John Hillcoat'un yönetmen koltuğunda oturduğu bu destansı suç dramı, Amerika'nın en karanlık demlerinden, Büyük Buhran'ın kasvetli gölgesinde şekilleniyor. Üç Bondurant kardeşi, yasa dışı içki ticaretinin tozlu yollarında Amerikan Rüyası'na ulaşmanın mümkün olduğunu keşfederler. Ancak bu rüya, güçlü şehir gangsterlerinin açgözlü pençeleriyle tehdit altındadır. Kardeşler, hayallerini korumak için amansız bir mücadeleye girişirler.
İçki yasağının hüküm sürdüğü bu çalkantılı dönemde, taşralı genç Jack Bondurant, "1 Numaralı Halk Düşmanı" olma hayalleriyle yanıp tutuşur. Gangster yaşamının cazibesi, onu ailesinin yasa dışı alkol üretimini büyütmeye teşvik eder.

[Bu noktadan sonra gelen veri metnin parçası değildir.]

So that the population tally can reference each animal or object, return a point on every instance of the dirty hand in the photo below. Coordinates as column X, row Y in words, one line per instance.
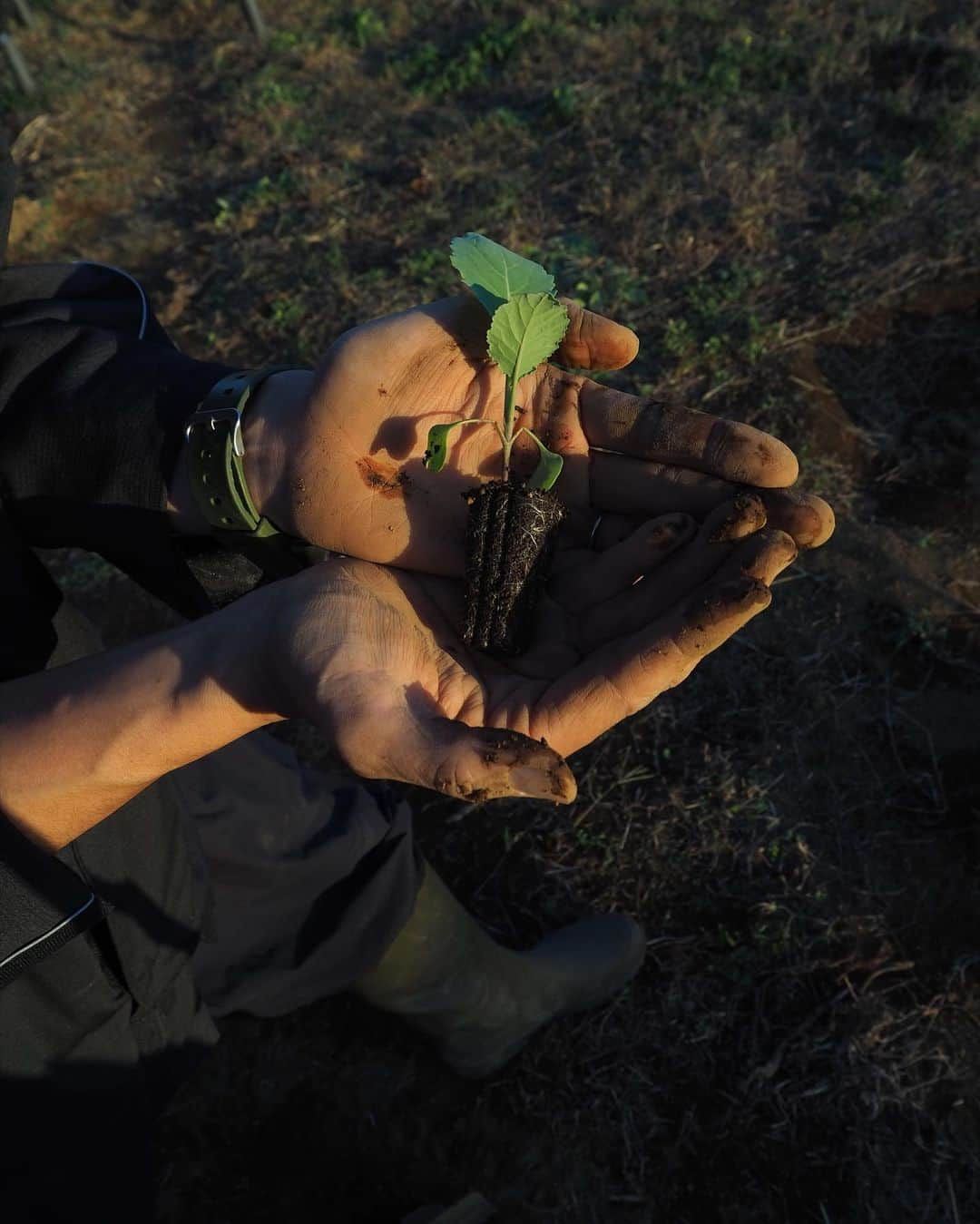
column 338, row 459
column 372, row 654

Bir yandan Amiş güzeli Bertha'nın kalbini çalmaya çalışırken, diğer yandan da devasa bir suç imparatorluğu kurmanın planlarını yapar.
Ağabeyi Howard'ın korkutucu gücü ve sarsılmaz desteğiyle, Jack istediği her şeyi elde edebileceğine inanır. Ancak bu karmaşık operasyonu yönetecek, onları doğru yola sevk edecek bir lidere ihtiyaçları vardır. Bu ağır sorumluluk, kardeşlerin en büyüğü ve en ketumu olan Forrest'a düşer. Forrest, ailesini ve işlerini korumak için her şeyi göze alacak bir lider olarak, bu tehlikeli dünyada hayatta kalmanın ve yükselmenin yollarını arayacaktır. Bondurant kardeşlerin kaderi, yasa, suç ve aşkın kesişim noktasında şekillenirken, Amerika'nın o karanlık dönemine ışık tutan bir destan ortaya çıkar.